L’histoire nous raconte l’aventure d’un jeune garçon échoué sur une île. Sa quête consiste à suivre les pas d’un petit renard qui va le guider à travers des ruines mystérieuses et découvrir ce qu’il s’est déroulé. Rien n’est écrit ou raconté, toute la narration se dévoile à travers les décors et quelques cinématiques soignées. L’île se traverse d’une manière particulière parce qu’il s’agit de différents environnements qu’il faut d’abord explorer avant d’accéder au reste. L’étrangeté réside dans le sentiment qu’on suit des sortes de couloirs tout en étant dans un monde ouvert. C’est ce qui est, à mon grand désarroi, un des problèmes majeurs de RiME. La qualité du jeu est indéniable, l’histoire est belle et envoûtante et la direction artistique propose de somptueux panoramas, mais le tout est très clairement mal soutenu par un level design peu intéressant et des mécaniques très basiques.

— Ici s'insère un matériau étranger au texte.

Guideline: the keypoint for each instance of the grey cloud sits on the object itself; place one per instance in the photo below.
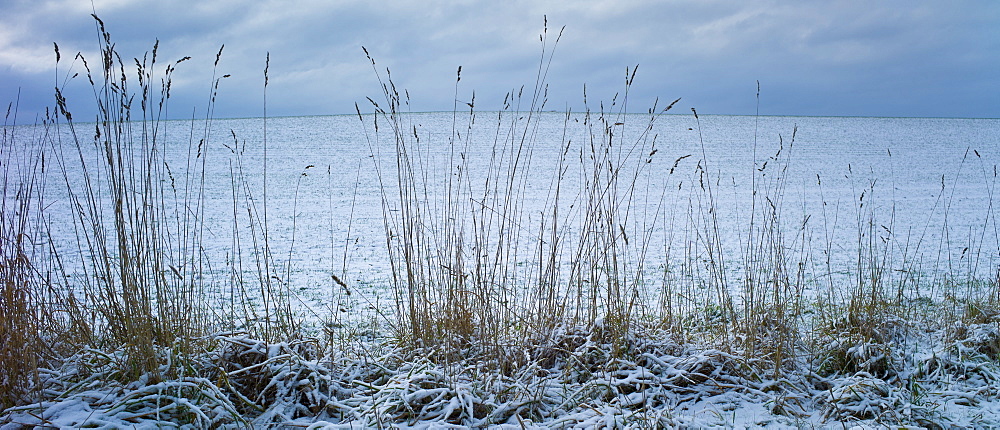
(812, 57)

Le gameplay est ainsi très minimaliste. On court, on saute, on pousse des caisses et on crie pour allumer de petites statuettes. Evidemment, le minimalisme n’est pas forcément une mauvaise chose, mais lorsque ces mécaniques sont engluées dans un level design relativement pauvre, on déchante très vite. Ce d’autant que RiME propose des énigmes qu’il faut résoudre pour passer à l’étape suivante alors que rien n’est expliqué ou qu’il est impossible de s’appuyer sur ce qu’on a appris précédemment. On ne ressent donc presque aucune satisfaction à les résoudre. Et pourtant, le voyage est intriguant, prenant et mérite d’être fait pour ceux qui veulent s’aventurer dans des paysages superbes.

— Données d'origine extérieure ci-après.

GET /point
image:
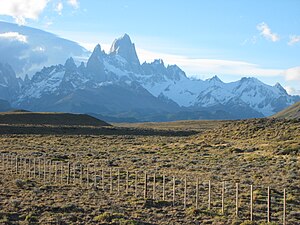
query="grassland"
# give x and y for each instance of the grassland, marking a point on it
(262, 152)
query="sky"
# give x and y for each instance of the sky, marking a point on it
(230, 39)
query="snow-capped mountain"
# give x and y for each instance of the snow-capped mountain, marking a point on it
(10, 85)
(28, 49)
(116, 84)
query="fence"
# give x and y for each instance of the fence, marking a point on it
(245, 201)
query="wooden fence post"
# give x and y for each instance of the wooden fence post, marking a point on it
(29, 168)
(3, 162)
(118, 187)
(197, 192)
(87, 175)
(237, 200)
(173, 190)
(61, 172)
(50, 170)
(209, 195)
(223, 196)
(146, 186)
(284, 207)
(136, 183)
(69, 173)
(17, 165)
(44, 170)
(269, 206)
(95, 175)
(154, 186)
(34, 168)
(81, 174)
(111, 180)
(40, 174)
(251, 202)
(127, 181)
(185, 193)
(55, 174)
(74, 172)
(164, 184)
(102, 179)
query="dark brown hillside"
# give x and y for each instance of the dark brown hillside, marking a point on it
(61, 119)
(292, 112)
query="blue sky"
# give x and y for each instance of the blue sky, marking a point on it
(231, 39)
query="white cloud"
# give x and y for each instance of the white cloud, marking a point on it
(292, 74)
(59, 7)
(291, 90)
(74, 3)
(294, 39)
(21, 10)
(14, 36)
(266, 32)
(200, 66)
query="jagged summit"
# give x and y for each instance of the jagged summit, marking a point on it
(215, 79)
(280, 88)
(126, 49)
(115, 83)
(70, 64)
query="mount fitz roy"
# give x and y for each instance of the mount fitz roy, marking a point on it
(115, 86)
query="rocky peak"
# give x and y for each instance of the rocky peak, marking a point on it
(126, 49)
(70, 65)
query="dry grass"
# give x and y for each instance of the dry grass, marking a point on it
(260, 152)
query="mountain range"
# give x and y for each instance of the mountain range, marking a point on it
(115, 86)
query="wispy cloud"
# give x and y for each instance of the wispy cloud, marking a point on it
(291, 90)
(21, 10)
(292, 74)
(294, 39)
(266, 32)
(74, 3)
(14, 36)
(200, 66)
(59, 7)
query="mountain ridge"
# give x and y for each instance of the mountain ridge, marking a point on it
(116, 84)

RiME n’est ainsi ni un bon jeu, ni un mauvais jeu. Il se situe là où vos affinités de joueurs sont. Si vous êtes un mastodonte et que seul le gameplay mérite votre attention, passez votre chemin. Si vous êtes plus poète et que c’est la narration minimaliste qui vous intéresse, alors RiME saura sans doute vous captiver durant les quatre heures qu’il propose. Sa force réside bien évidemment dans sa beauté et sa petite histoire émouvante. En dehors de cela, il s’agit d’un jeu à énigmes plutôt mal construit. Faites votre choix.